Premieres Tuesday, September 12, 2023 at 9 pm on PBS and Streaming on

 Pulitzer Prize-winning Author Douglas Blackmon Explores His Experiences as Part of Leland, Mississippi’s First Integrated Public School Class in 1970


Pulitzer Prize-winning author Douglas A. Blackmon looks back on his experience as a member of the first class of Black and white children to attend all 12 grades together in Leland, Mississippi, in The Harvest, a new documentary that premieres on American Experience Tuesday, September 12, 2023, 9:00-11:00 p.m. ET on PBS, and the PBS App. The film, produced by Blackmon and Sam Pollard and executive produced by Cameo George, is a deeply personal depiction of one Southern town’s painful struggle to integrate its public schools and the continuing repercussions still felt more than 50 years later. The film, part of a special two-night event exploring the legacy of school integration, will be preceded by The Busing Battleground, premiering September 11.

Mississippi’s Leland High School cheerleaders in the 1979 yearbook. Pamela Pepper is doing a split at the bottom of the photo -
Mississippi’s Leland High School cheerleaders in the 1979 yearbook. Pamela Pepper is doing a split at the bottom of the photo.

After the 1954 Supreme Court’s landmark Brown v. Board of Education decision ruled that racial segregation in public schools was unconstitutional, little more than token efforts were made to desegregate Southern schools. That changed dramatically on October 29, 1969, when the high court ordered Mississippi schools to fully — and immediately —  desegregate. As a result, a group of children, including six-year-old Blackmon, entered school in the fall of 1970 as part of the first class of Black and white students who would attend all 12 grades together in Leland, Mississippi.

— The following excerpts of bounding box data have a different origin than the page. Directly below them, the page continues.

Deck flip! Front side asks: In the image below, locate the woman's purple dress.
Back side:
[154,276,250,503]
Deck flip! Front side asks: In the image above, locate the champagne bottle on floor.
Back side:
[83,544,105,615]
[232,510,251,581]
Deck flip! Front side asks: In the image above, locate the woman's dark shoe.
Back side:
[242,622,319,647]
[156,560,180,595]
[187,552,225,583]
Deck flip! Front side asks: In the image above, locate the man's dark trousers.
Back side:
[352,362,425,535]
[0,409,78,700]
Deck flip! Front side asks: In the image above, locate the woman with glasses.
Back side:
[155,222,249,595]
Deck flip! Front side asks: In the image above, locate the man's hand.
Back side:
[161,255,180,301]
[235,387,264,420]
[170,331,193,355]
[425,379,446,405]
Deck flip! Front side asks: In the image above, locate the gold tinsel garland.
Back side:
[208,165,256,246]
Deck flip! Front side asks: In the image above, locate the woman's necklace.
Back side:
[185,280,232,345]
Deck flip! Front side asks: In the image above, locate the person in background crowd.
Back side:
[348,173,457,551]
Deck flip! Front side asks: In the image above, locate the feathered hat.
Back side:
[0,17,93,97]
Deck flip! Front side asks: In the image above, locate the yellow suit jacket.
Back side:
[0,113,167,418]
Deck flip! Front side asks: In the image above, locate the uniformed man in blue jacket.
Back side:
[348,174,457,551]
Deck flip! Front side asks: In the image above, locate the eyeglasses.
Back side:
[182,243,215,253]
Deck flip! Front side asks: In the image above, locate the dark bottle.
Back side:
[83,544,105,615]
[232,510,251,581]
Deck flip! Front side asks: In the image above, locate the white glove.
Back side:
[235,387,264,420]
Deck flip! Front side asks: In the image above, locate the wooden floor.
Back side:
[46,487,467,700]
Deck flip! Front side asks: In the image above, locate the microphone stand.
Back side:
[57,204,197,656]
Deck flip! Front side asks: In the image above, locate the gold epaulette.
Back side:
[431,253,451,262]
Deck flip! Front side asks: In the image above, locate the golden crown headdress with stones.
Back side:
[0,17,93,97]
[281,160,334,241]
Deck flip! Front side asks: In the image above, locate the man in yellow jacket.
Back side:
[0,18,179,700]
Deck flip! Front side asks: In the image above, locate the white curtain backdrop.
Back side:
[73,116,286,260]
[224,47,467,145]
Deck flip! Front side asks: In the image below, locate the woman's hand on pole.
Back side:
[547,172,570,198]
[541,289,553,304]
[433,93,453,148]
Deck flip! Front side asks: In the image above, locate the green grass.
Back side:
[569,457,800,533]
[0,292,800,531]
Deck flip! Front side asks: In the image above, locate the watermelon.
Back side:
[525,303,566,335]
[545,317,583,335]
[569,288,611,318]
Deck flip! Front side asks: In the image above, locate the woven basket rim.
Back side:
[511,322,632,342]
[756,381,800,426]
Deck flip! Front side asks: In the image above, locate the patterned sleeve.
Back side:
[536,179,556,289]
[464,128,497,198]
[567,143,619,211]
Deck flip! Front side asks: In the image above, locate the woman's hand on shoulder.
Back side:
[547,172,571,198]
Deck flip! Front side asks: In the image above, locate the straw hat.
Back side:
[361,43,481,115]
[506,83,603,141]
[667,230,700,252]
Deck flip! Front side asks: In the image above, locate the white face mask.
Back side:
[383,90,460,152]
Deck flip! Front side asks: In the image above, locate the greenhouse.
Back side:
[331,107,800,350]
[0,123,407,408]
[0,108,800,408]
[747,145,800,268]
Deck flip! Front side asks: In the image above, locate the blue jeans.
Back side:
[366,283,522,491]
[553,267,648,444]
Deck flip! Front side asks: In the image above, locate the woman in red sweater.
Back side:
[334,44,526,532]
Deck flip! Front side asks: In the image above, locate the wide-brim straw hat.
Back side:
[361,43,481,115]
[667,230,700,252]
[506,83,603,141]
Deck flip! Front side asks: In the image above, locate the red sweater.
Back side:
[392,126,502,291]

Set against vast historic and demographic changes unfolding across America, The Harvest steps back in time to explore Mississippi’s brutal history of racial intolerance and segregation — a world in which schools for Black children were not only separate but deeply underfunded, often inaccessible, and sometimes nonexistent.

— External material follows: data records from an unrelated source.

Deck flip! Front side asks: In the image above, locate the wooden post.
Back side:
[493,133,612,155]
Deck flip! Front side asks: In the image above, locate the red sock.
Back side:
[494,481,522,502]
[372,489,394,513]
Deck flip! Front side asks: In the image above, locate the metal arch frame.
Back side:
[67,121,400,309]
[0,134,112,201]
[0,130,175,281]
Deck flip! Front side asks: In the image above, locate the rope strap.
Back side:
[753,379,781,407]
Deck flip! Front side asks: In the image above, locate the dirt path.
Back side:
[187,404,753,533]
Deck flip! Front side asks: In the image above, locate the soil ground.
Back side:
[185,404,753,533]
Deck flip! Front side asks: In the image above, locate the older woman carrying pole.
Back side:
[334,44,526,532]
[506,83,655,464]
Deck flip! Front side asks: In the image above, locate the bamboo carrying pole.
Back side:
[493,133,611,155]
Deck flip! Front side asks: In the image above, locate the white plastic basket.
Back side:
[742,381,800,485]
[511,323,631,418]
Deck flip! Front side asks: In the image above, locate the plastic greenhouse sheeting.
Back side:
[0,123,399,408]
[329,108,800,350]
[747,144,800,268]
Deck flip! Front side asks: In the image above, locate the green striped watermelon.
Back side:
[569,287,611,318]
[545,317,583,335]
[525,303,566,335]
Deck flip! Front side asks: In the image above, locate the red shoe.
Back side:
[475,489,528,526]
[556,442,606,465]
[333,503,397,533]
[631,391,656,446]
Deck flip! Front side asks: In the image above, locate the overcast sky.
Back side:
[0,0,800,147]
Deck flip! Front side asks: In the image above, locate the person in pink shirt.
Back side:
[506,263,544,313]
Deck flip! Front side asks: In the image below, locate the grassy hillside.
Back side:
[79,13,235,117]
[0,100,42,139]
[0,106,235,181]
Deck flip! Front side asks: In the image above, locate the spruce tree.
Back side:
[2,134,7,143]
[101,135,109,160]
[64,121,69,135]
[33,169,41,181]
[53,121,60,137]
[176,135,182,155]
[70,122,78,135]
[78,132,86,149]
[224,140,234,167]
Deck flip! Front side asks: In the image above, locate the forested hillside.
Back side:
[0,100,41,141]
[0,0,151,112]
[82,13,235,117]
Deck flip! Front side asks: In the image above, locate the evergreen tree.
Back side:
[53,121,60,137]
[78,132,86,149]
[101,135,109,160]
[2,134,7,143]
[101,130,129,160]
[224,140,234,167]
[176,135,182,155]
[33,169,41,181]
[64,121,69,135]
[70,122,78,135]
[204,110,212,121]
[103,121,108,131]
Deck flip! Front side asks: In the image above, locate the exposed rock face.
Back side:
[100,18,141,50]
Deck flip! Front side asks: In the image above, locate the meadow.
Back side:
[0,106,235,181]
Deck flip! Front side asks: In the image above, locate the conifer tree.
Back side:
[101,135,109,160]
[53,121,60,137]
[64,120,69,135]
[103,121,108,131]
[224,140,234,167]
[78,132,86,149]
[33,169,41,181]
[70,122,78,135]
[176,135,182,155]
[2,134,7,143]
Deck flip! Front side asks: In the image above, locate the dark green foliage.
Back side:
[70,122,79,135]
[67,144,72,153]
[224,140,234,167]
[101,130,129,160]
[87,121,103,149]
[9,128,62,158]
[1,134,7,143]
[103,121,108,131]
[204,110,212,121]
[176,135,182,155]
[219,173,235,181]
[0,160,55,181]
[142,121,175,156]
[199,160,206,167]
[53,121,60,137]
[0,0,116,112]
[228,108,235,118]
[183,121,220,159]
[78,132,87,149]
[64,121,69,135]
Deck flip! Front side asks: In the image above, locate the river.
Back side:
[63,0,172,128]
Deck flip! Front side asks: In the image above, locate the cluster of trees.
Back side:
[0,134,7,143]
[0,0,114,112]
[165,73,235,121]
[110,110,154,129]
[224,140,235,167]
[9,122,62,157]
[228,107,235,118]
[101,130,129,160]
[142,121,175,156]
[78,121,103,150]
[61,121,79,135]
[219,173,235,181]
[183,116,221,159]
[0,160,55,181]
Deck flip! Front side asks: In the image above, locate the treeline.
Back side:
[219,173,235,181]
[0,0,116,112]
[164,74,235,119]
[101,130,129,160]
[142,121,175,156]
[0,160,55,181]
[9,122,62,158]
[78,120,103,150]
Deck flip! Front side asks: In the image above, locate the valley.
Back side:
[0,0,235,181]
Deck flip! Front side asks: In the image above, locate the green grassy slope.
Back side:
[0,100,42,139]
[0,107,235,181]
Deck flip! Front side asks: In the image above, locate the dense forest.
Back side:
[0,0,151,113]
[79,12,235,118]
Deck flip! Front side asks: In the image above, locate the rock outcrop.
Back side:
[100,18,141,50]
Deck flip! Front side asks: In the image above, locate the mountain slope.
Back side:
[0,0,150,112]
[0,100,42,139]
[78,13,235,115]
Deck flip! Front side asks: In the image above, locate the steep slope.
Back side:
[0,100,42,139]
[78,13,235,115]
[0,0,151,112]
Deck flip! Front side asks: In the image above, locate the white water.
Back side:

The Harvest then follows the brave coalition of Black and white citizens who worked to create racially integrated public schools in the most unlikely place: a 1960s cotton town in the middle of the Mississippi Delta, the most rigidly segregated area in America. It tells the extraordinary story of how that first class became possible, then traces the lives of Blackmon and his classmates, teachers and parents through high school graduation in 1982. It is a riveting portrait of how those children’s lives were transformed and how the town — and America — were changed. But as the film follows the lives of those children into the present, it is also a portrait of what our society has lost in its failure to finish the work begun a generation ago.

Narrated by Blackmon and featuring candid interviews with his fellow pupils and others, the film follows the experiences of Blackmon’s class through school integration, deep friendships and awkward separations, in classrooms and on playgrounds, in plays and athletics, at homecoming and graduation. The film reveals that while many interracial friendships were formed in school, racial divisions often still existed outside the classroom.

Mississippi’s Leland High School faculty in the 1979 yearbook. Sarah Blackmon, Douglas Blackmon’s mother, is in the left column.Moving into the present, The Harvest discovers that the success of those first years of integration has gradually fallen apart. In the 50 years since Douglas and his classmates began first grade, the local economy faltered and white families almost entirely abandoned public schools. And, as the schools once more became racially divided, the town’s racial divisions have deepened. But even amid those disappointments, many members of that first class have returned to Leland, committed to giving back to their community. Blackmon finds hope in the lives of his classmates, who have gone on to become the town’s police chief, a federal judge, an Army colonel, a high school deputy principal, and a school superintendent. Through the story of Leland, The Harvest paints a fascinating portrait of one town and one extraordinary class of students, and offers a timely look at the continuing challenges of racial division and education equity still facing America today.

American Experience The Harvest will stream simultaneously with broadcast on all station-branded PBS platforms, including and the PBS App, available on iOS, Android, Roku, Apple TV, Amazon Fire TV, Android TV, Samsung Smart TV, Chromecast and VIZIO. The film will also be available for streaming with closed captioning in English and Spanish.